Have we all caught up with the smart reader, who (rightly) does not give two shits about how a critic feels about his review? Christ. Sometimes it's like we've actually entered a timewarp, only this time the seventies are really, really aggressive. Is that the last of you, then? Good. So see here. Mia Doi Todd is a folk singer. She plays the acoustic guitar with skill and care; this does not mean, you fuckin' wiseguy you, that she just plucks single-note runs. She does her best to sing clearly and sonorously, and succeeds wildly: her voice, quite deep for a woman, fills up a room like a gorgeous, thick fog. Finally, she writes almost uncomfortably direct songs about love and pain and what it feels like to look inside her heart, and what she finds in there when she does.

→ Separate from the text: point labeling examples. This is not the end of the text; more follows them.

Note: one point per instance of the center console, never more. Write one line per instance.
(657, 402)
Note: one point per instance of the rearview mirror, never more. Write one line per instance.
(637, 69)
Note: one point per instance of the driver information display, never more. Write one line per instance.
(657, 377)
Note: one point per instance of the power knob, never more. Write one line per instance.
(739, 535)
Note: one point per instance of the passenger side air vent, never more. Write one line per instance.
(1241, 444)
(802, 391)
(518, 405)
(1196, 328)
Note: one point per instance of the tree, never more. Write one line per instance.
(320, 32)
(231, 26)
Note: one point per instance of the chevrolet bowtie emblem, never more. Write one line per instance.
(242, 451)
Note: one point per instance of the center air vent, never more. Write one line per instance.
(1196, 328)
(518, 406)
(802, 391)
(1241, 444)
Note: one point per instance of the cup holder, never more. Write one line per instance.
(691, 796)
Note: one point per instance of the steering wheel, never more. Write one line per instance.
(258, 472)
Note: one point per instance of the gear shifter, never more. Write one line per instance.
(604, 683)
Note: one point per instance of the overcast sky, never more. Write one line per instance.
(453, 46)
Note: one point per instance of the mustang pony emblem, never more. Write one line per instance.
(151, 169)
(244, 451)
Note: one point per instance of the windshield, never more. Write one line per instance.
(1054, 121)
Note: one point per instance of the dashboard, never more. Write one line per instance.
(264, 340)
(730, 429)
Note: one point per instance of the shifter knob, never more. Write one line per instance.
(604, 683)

Manzanita, after a week in the CD player — during which week I found myself wanting to hear it more often than pretty much anything else in the house — strikes me as something of a masterpiece. Its textures are rich but unprepossessing; all the musicians competent, expressive, but austere; it is a very even-keeled affair. The darker moments ("The Way," "Muscle, Bone & Blood") don't try to frighten you; they just remind you that intimacy is difficult, sometimes so hard that we wouldn't dare it if loneliness didn't seem even worse. In so doing, they accomplish something rather more impressive than just spilling their guts and howling about the mess they've made. Listening, I'm reminded that Ozu's films are at least as good as Kurosawa's; I am absorbed into incredibly personal narratives. I am stunned, finally, into speechlessness by the nakedness's of Todd's lyrics; many try but almost none succeed at writing verses as surgically unadorned as
It's getting late. We had better head back.

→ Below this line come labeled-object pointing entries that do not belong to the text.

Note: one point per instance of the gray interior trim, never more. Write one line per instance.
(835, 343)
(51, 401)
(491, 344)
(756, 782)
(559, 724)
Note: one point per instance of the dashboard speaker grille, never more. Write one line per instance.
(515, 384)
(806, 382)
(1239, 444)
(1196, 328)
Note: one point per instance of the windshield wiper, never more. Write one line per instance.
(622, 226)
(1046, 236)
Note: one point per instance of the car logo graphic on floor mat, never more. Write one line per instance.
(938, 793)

We could stop and get some dinner.
There's a full moon rising, the stars are aligned.
We could spend the night together.
What if we do?
or
Alone again, I hope to find
a greater kindness, peace of mind,
a faith, a joy in my core.
I head for some unknown shore.
or, most remarkably to me, in four lines so elegant that it's hard to slow one's reading down enough to really drink in just how good they are:
I am a human being.
I'm made of muscle, bone and blood.
I'm full of awesome feelings
like unconditional love.
I imagine that some folks reading this will find some of the above corny; each to his own, I suppose. But so many people — so many! — have lately expressed (in print, even!) a liking for music that aims at articulating the raw truths of the heart. I would hazard a guess that nobody will hit the mark quite so truly as Manzanita does on almost every song. ("Almost" = the attempt at reggae is a little too 10,000 Maniacs for my tastes.) And the voice — the voice! You can expect people to haul out the Joni Mitchell comparisons when reviewing it; forgive them. It's just that they haven't ever actually heard anything like Manzanita, so they're grasping at straws. Seek it out and see for yourself. She is really something special.